Dutch life insurers, including ING Groep NV (INGA) and Delta Lloyd NV (DL), face tests of their financial strength that could allow regulators to block dividend payments starting next year under new proposals.
Large and medium-sized life insurers will have their ability to withstand shocks relating to stock markets, real estate or interest rates and other risks tested beginning Jan. 1, according to draft regulations published today by Dutch Finance Minister Jeroen Dijsselbloem.
The Netherlands is pushing ahead with the plans before the Europe-wide introduction of Solvency II rules on capital buffers, scheduled to come into force in 2016 at the earliest. Revenue and profitability of Dutch life insurers, which had 384 billion euros ($522 billion) in invested assets in 2012, is under pressure as a housing market slump and competition from bank products cut demand for life insurance products, Dijsselbloem said in August.

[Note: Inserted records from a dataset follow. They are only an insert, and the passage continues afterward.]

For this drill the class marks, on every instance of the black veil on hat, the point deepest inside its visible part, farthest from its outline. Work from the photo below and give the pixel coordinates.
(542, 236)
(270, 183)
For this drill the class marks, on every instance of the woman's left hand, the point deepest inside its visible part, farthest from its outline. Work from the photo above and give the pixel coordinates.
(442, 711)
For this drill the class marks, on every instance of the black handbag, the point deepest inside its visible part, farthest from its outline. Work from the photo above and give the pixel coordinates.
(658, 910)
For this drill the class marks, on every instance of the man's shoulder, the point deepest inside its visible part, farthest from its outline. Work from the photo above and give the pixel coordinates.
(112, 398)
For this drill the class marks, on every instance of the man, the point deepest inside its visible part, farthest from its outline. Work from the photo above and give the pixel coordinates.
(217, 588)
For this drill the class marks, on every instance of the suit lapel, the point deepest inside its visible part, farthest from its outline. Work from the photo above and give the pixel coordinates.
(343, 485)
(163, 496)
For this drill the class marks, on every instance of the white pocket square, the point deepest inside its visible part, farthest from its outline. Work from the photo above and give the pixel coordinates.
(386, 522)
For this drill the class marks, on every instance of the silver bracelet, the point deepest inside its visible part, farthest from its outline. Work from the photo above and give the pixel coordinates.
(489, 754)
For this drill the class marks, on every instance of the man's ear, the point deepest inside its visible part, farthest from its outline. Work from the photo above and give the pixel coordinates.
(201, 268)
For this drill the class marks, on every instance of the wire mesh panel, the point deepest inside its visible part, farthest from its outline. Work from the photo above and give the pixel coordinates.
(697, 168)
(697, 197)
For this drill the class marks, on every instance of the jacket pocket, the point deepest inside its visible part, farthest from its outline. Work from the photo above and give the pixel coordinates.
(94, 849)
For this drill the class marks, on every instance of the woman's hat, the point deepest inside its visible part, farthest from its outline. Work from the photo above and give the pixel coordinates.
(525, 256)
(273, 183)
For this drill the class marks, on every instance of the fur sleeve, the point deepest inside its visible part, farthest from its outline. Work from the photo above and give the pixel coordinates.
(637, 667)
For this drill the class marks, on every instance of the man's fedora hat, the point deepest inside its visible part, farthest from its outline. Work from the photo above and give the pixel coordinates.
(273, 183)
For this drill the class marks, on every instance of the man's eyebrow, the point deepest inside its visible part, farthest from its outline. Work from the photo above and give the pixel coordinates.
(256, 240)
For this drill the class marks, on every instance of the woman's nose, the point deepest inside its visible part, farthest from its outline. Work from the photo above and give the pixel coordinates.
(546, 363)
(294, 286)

“The Dutch insurance industry, and life insurers in particular, have to deal with a number of coinciding challenges and problems,” Dijsselbloem said today. “I see no reason to wait with the introduction of risk-based supervision on solvency until Solvency II is implemented.”
Under the Dutch plans, the central bank would have the power to prohibit a financially weaker insurer from paying dividends and instead use the funds to strengthen equity.
Consumers’ faith in the industry has also been hurt by unit-linked products sold in the past, Dijsselbloem said in August, while profitability has been eroded by low interest rates, depressing investment returns. Gross written premiums for individual life insurance products dropped to 11 billion euros in 2012 from 17.6 billion euros in 2007, according to data from the Dutch Association of Insurers, which represents 95 percent of the market.
“The Dutch Association of Insurers doubts the purpose, necessity and timing of the regulation,” it said in a statement today. “By opting for a national regime now, Dutch insurers may be placed in an adverse competitive position compared to foreign competitors in attracting capital.”
Solvency II, intended to harmonize the way insurers in Europe allocate capital against their risks, was originally scheduled for 2012. It has been delayed several times over issues such as the treatment of long-term guarantees and may now be implemented on Jan. 1, 2016 with a transitional period.
Interested parties have until Nov. 21 to comment on the proposed Dutch regulation.